In IAS, to establish trust between the server and the RADIUS client, an administrator sets up a shared secret – basically a password that both ends agree to use to prove they are who they say they are during communication. Normally, you would expect such a password to at least be encrypted, or at least obfuscated in some manner to add a level of protection to snooping eyes. Microsoft has however, to my surprise, decided not take this route.

Viewing Shared Secrets

IAS stores its settings in two files under C:\windows\system32\ias – ias.mdb and dnary.mdb. If you’re a database user, you’ll notice mdb being the file extension used by Jet/Access databases. For the heck of it, being a tinkerer, I decided to link to these files with MS Access and see what I could see. They are indeed standard Jet databases – which is pretty neat from an integration perspective – with a simple ODBC connection you can read/write your IAS settings. There is a table called “Objects” that contains an entry for each one of your RADIUS clients. What was a little surprising, however, is there is a field labeled “Shared Secret” that contains, in very clear text, the shared secret password for each RADIUS client.

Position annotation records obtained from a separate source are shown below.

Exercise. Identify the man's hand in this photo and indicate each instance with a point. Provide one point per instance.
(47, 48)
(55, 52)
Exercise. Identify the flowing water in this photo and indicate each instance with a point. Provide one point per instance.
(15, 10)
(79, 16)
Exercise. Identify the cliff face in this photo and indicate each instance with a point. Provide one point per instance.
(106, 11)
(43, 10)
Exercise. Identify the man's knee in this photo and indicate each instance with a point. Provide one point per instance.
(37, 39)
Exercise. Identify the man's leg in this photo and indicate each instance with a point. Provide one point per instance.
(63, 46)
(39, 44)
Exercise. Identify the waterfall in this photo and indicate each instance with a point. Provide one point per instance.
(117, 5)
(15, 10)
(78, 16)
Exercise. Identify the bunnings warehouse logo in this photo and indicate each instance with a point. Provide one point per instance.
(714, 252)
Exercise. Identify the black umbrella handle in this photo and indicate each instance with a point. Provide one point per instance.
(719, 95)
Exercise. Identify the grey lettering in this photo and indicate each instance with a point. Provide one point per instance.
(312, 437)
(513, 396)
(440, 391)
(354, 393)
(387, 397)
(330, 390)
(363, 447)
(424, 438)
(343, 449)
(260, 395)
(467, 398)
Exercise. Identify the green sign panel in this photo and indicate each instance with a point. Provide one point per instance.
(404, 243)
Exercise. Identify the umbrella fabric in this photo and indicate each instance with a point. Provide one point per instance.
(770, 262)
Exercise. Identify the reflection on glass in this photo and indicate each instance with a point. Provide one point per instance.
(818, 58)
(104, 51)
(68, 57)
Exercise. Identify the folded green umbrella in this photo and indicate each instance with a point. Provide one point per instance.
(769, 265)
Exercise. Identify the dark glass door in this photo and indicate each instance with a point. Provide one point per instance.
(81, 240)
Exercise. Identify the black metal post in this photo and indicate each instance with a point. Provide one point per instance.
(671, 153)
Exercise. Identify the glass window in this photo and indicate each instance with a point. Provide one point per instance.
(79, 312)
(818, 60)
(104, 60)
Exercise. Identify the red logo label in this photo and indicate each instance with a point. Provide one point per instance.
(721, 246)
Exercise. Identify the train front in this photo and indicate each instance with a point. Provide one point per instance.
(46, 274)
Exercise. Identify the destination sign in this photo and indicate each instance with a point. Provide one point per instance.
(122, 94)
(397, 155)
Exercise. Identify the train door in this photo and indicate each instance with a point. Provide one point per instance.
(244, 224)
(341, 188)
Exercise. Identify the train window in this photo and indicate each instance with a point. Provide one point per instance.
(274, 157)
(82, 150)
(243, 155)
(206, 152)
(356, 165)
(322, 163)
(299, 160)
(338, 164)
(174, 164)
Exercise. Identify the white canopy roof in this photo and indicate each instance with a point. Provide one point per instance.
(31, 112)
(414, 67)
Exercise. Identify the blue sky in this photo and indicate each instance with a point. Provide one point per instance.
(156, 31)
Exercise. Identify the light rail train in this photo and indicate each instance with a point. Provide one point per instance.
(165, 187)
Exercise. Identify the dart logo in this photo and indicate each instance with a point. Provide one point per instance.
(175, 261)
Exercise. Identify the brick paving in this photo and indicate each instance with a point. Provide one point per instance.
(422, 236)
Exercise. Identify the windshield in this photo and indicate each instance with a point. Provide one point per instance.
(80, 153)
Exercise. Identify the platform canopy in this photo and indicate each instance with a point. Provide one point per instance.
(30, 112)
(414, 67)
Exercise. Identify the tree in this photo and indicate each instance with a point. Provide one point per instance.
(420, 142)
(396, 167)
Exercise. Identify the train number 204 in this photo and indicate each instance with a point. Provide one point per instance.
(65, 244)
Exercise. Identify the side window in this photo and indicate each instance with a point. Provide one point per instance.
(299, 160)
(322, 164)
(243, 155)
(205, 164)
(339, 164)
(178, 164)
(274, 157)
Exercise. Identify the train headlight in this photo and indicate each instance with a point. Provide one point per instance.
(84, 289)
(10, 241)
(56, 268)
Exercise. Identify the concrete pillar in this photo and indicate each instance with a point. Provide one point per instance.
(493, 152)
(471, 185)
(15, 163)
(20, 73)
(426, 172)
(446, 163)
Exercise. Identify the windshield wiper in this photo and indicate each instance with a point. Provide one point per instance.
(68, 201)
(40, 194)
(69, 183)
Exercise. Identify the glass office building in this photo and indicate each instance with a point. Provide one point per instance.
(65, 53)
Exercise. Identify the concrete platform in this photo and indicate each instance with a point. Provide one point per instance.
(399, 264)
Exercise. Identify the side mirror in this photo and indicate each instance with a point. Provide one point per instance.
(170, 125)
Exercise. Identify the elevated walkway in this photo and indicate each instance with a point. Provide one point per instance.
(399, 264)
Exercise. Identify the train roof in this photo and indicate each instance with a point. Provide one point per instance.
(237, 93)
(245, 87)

Now while users shouldn’t have access to this file normally, having a big, easy to use database full of passwords always makes me a bit nervous. Understandably hashing might not have been an option due to the need to deduce the original cleartext – but where authentication is involved, a little encryption would be nice, to at least dissuade the average script kiddie.

Not the security hole of the century, but certainly something to be aware of.